Il dg dello Zenit al Milan: «Non si lavora così»
Come se non bastasse, in giornata è arrivata per il Milan anche l’attesa tirata d’orecchie da parte dello Zenit San Pietroburgo sulla condotta, per così dire sui generis della dirigenza rossonera a proposito dell’operazione Witsel. Il direttore generale del club russo Maxim Mitrofanov, intervistato da championat.com, si è espresso sulla movimentata chiusura della campagna acquisti: «Nell'ultimo giorno di mercato ho parlato con Witsel ed il suo procuratore e ho prospettato loro le due possibilità contemplate dalla società, o prolungare il contratto oppure, in caso di desiderio di cambiare aria del ragazzo, arrivare con una squadra in grado di pagare la somma presente nel suo contratto». Per poi concludere in bellezza dipingendo un bel quadretto della metodologia di lavoro rossonera: «Il Milan si è messo in contatto sul serio con noi solo negli ultimi due giorni di mercato. Anche lui si è reso conto che nel calcio le cose non si fanno così, quando all’ultimo giorno certe persone chiamano il club senza una proposta concreta». 

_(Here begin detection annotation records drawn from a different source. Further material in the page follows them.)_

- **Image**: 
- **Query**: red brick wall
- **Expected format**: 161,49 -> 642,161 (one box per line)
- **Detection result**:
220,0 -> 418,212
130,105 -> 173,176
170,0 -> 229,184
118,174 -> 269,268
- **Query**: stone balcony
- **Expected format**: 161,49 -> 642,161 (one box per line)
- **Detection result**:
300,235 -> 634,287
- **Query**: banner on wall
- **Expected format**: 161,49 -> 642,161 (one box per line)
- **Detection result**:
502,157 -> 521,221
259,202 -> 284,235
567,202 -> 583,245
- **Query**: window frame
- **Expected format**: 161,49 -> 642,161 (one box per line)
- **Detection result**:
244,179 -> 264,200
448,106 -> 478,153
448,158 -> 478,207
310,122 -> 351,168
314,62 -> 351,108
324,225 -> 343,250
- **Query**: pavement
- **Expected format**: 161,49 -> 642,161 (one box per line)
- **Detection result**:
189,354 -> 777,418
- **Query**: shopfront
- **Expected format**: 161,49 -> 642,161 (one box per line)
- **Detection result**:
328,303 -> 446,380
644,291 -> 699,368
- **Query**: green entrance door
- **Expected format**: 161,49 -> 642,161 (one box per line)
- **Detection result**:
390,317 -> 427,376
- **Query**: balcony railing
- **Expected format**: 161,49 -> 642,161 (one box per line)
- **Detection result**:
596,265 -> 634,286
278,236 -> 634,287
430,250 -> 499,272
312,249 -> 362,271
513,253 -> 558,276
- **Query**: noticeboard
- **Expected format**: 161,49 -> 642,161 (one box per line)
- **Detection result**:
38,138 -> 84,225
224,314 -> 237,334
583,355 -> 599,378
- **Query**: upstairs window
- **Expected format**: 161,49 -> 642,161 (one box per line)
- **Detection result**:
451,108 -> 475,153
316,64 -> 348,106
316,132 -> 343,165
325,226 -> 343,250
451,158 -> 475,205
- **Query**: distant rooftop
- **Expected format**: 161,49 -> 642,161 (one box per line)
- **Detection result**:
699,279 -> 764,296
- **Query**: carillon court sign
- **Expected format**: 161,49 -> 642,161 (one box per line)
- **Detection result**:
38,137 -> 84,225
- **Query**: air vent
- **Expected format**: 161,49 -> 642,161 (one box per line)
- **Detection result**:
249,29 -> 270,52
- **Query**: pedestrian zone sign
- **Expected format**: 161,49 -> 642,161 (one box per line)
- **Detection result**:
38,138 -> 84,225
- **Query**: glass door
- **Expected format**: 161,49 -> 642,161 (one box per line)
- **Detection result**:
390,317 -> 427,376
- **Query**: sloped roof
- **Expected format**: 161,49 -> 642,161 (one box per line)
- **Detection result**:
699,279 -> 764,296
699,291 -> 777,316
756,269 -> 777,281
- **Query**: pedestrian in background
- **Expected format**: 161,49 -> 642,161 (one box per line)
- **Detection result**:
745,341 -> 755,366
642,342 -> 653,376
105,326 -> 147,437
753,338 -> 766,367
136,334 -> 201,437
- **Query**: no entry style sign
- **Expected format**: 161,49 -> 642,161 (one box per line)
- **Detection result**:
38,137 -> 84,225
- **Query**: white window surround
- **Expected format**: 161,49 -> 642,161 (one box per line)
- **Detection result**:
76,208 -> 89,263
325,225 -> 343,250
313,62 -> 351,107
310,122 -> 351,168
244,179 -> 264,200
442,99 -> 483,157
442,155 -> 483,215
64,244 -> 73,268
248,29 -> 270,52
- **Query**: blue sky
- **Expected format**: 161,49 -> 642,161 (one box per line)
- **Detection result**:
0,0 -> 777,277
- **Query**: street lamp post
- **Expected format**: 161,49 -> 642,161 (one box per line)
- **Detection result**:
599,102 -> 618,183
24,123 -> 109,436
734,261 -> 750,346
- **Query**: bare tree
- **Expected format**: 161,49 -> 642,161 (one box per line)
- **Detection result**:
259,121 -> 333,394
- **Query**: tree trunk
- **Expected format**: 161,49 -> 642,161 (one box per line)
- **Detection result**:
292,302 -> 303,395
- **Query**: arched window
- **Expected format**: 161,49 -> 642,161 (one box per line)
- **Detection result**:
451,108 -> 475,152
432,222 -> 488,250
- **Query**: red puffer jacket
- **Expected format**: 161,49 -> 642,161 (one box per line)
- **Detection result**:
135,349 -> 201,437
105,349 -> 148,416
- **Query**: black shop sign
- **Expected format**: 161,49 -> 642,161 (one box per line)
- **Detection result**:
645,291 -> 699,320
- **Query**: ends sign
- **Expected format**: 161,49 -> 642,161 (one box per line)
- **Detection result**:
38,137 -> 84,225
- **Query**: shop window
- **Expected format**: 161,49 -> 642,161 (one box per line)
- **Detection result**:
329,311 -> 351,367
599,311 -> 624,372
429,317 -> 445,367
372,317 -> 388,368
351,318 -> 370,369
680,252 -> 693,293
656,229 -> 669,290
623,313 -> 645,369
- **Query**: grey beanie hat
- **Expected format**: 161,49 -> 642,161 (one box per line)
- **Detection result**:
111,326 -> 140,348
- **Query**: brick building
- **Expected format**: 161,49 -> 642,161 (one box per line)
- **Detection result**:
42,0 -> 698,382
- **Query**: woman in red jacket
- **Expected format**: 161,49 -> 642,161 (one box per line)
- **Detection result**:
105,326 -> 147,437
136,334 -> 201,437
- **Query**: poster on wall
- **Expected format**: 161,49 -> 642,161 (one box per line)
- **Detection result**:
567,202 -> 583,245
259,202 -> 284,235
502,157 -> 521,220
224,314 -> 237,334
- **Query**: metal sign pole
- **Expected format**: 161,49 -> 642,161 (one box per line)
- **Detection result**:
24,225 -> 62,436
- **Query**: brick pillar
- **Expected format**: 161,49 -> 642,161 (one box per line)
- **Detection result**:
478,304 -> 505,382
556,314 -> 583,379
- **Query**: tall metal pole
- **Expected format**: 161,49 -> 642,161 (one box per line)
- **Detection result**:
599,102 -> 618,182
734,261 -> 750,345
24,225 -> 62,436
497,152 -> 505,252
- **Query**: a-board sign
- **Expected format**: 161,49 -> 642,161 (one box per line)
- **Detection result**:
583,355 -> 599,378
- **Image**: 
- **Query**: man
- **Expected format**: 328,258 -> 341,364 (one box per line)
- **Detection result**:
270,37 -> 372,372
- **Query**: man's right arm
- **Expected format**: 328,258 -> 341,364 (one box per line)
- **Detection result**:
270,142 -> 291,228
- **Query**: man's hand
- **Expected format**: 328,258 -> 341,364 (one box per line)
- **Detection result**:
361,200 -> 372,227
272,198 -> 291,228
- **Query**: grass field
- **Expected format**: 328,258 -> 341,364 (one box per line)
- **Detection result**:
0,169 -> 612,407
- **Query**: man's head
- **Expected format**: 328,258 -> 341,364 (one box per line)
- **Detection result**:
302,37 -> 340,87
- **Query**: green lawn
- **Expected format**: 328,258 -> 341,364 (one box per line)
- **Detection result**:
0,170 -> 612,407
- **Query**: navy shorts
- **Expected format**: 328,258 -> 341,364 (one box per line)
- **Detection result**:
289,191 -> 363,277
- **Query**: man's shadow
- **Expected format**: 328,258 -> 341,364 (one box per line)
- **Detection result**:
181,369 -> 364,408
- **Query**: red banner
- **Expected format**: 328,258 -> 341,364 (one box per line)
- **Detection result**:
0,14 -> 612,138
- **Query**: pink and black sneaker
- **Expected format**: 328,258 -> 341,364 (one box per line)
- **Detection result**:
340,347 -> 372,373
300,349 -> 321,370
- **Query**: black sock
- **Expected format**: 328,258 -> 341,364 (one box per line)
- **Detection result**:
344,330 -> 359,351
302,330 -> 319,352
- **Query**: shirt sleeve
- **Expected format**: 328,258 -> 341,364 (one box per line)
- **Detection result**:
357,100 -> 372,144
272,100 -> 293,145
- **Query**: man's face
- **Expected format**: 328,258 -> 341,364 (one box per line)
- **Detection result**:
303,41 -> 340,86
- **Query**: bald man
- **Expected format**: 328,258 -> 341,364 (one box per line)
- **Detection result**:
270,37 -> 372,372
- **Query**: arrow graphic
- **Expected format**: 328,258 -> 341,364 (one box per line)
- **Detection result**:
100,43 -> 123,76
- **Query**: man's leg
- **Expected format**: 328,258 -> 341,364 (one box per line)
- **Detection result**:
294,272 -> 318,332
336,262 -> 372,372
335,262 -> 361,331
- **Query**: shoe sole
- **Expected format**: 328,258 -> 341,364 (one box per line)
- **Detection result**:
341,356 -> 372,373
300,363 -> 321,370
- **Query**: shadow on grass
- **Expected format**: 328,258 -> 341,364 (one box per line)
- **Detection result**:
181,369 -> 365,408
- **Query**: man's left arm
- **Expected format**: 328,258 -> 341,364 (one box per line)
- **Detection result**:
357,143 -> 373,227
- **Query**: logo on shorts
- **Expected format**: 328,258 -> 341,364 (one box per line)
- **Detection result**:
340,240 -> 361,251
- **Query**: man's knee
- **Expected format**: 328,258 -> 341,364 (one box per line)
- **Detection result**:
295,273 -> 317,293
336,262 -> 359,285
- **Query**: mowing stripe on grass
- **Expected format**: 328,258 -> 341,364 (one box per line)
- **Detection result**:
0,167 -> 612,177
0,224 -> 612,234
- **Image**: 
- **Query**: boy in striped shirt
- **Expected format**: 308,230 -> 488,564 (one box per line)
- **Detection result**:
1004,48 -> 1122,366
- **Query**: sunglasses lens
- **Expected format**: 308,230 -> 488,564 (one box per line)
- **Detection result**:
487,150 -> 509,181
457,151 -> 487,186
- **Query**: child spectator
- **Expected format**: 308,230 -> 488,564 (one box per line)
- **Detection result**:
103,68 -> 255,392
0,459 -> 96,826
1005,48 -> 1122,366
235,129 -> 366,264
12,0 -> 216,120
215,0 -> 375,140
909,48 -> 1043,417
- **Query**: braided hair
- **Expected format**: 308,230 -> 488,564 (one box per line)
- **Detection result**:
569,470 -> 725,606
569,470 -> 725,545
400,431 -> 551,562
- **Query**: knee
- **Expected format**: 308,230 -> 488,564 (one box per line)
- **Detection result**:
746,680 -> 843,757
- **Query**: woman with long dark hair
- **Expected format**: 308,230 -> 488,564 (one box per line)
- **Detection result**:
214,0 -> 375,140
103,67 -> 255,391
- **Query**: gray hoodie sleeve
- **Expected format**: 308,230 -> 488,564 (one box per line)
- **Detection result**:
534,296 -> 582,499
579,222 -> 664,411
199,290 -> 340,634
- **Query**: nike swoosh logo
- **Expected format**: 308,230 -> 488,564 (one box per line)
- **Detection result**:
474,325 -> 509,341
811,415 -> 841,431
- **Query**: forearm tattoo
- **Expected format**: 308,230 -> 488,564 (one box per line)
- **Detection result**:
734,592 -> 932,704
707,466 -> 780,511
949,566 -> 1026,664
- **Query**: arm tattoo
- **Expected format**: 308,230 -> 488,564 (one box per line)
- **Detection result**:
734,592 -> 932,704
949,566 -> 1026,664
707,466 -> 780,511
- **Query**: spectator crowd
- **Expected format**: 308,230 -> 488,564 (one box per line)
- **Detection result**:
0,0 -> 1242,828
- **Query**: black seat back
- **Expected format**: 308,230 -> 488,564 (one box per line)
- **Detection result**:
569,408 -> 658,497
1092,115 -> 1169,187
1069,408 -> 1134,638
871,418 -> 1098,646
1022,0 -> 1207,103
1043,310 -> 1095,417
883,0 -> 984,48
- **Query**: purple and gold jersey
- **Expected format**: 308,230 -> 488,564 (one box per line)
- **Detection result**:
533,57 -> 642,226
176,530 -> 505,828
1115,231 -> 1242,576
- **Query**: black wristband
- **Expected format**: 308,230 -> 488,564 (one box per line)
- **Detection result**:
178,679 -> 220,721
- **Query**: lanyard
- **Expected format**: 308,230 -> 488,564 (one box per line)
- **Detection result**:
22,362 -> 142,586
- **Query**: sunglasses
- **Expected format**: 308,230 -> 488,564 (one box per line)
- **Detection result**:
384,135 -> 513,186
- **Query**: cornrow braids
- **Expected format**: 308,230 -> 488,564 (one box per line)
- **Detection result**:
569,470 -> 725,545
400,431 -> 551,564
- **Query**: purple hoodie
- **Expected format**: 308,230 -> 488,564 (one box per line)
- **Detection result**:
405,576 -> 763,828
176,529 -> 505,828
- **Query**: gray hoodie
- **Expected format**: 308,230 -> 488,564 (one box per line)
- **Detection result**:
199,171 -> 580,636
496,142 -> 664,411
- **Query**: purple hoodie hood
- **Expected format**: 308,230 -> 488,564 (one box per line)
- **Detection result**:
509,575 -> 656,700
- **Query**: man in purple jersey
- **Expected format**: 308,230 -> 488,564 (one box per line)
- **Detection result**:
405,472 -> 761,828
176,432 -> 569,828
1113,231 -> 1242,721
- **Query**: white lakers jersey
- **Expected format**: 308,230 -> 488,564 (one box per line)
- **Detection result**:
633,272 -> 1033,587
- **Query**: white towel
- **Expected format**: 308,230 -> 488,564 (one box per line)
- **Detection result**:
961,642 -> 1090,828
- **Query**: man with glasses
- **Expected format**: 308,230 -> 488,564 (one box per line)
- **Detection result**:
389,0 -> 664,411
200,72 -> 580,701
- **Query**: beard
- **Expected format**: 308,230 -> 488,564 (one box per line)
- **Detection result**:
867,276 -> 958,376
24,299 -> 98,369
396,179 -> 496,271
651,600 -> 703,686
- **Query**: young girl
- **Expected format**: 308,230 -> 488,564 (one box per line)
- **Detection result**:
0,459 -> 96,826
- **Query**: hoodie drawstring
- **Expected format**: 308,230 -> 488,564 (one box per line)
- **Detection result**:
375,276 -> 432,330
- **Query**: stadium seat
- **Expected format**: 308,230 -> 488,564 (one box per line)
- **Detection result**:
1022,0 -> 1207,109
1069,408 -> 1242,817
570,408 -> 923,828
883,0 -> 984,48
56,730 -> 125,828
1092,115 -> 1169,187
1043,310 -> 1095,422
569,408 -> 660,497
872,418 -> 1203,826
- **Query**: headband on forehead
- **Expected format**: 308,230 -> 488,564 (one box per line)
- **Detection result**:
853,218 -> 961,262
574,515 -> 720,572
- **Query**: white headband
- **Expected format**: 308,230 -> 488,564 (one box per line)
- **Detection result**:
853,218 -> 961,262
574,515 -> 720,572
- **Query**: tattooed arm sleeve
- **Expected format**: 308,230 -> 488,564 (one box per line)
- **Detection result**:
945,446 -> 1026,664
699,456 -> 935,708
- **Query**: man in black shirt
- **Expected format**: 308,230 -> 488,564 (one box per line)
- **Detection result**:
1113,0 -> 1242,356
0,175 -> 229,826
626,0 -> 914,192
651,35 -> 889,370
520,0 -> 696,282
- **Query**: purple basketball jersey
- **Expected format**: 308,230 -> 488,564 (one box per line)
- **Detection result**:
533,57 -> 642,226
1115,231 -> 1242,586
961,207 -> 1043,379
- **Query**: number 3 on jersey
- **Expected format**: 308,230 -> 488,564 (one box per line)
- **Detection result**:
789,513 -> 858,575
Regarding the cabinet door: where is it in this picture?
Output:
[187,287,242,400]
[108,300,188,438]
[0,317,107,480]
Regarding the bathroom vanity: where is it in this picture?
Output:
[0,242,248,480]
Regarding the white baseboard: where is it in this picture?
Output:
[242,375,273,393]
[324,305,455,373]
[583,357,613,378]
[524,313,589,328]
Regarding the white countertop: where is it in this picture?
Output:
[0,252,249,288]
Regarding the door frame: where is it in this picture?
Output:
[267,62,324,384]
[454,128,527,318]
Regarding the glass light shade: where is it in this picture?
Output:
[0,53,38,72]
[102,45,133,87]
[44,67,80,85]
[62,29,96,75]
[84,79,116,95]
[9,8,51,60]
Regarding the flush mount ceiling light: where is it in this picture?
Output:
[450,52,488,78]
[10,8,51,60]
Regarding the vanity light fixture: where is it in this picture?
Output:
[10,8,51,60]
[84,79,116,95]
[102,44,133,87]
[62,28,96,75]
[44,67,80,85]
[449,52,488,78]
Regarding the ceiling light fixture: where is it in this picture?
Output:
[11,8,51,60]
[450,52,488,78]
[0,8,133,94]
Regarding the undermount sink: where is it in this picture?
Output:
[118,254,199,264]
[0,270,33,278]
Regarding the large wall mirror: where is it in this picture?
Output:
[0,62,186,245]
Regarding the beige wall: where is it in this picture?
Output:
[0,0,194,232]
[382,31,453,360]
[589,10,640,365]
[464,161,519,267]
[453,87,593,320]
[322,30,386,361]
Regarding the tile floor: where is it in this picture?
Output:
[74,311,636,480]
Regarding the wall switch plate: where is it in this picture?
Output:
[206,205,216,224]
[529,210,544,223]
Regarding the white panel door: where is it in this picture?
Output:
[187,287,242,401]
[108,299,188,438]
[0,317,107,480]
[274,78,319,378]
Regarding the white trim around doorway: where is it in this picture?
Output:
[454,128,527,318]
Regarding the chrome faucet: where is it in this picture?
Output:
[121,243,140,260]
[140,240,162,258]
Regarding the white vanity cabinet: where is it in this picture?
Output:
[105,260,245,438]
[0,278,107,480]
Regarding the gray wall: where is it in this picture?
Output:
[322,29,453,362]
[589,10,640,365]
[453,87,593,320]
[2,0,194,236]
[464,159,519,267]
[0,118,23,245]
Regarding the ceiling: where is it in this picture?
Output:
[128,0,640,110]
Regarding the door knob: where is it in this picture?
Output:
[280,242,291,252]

La trattativa Milan-Mr Bee procede bene
Chissà se ad Adriano Galliani saranno fischiate le orecchie dopo questa spregiudicata accusa di approssimazione e mancanza di concretezza.
Decisamente non una gran pubblicità per il rinnovato Milan dell’accoppiata Berlusconi-Taechaubol che, dopo il closing per il passaggio del 48% del pacchetto azionario della società da Fininvest alla cordata cino-thailandese previsto entro il 30 settembre, potrebbe sbarcare in estremo oriente tramite la Borsa di Hong Kong.
A questo proposito, ecco una notizia che finalmente farà piacere ai tifosi dopo un paio di settimane durante le quali si erano un po’ perse le tracce del broker thailandese. Intervenuto nel corso del programma Tutti Convocati su Radio 24, il giornalista de "Il Sole 24 Ore» Marco Belinazzo è tornato a parlare della trattativa tra il Milan e Mr. Bee, rassicurando l’intero ambiente rossonero: «Nonostante le difficoltà delle borse asiatiche la trattativa Milan-Mr.Bee sta procedendo secondo le tabelle di marcia».

Alleluja, almeno una cosa che funzioni!